The Ukrainian military says it has removed the accreditation of several foreign and local journalists for reporting without permission from the city of Kherson, from where Russian forces were withdrawn last week. Staff with CNN and Sky News are among those affected, a local NGO told the Ukrainska Pravda news website.
“Recently, some media representatives… carried out professional activities in the city of Kherson even before the completion of stabilization measures,” Ukraine’s General Staff said in a Facebook post on Sunday.
It accused the journalists of “ignoring existing prohibitions and warnings” and operating in the city, which has fallen under control of the Kiev forces, without authorization from Ukrainian commanders and the military’s PR services.
“Work permits of the media representatives, who violated the rules of work in the combat areas, had been canceled and their press cards are recognized as not valid any more,” the General Staff said.
It did not name the media workers or organizations which lost their credentials.
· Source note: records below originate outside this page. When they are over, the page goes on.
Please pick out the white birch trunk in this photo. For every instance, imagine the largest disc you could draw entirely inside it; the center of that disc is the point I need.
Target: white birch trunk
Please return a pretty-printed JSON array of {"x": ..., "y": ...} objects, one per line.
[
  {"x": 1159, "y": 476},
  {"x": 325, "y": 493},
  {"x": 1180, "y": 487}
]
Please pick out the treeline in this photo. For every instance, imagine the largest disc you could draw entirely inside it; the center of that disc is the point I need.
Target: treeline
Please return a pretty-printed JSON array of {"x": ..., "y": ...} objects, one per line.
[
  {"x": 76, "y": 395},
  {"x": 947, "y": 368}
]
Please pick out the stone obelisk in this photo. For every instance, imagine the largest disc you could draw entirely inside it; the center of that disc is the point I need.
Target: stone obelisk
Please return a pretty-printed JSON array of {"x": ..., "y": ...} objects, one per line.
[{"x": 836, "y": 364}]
However, the NGO Detector Media told Ukrainska Pravda that at least six journalists were affected, from US broadcaster CNN and Britain’s Sky News.
Detector Media also cited comments from military spokeswoman Natalia Gumeniuk, claiming that she had “information about the withdrawal of accreditation from the Sky News and CNN crews. There is also information about an Italian media outlet that was there as well.”
“The media are not supposed to be working in Kherson yet, due to the danger. This is what the command decided,” Gumeniuk explained, adding that the “ban exists for everyone” and that it was announced officially.
Russian officials have been accusing the media in the US, UK and other countries, which are backing Ukraine, of providing completely one-sided coverage of the conflict. In September, Foreign Minister Sergey Lavrov said any “inconvenient truth, which shatters the image of Ukraine as a victim of the so-called aggression, is being hushed up or sometimes frankly blanked out” in Western reporting.
In July, Reporters Without Borders (RSF) criticized Ukraine over “abuses” against foreign and local journalists, saying that thousands of them had “difficulties gaining access to certain places and difficulties filming or taking photos, and even are occasionally detained.” The group cited an unnamed media worker, who claimed that “the Ukrainian authorities see foreign journalists as influence relays rather than information vehicles.” The RSF acknowledged that restrictions linked to national security were legitimate, but insisted that Kiev had been applying them disproportionately.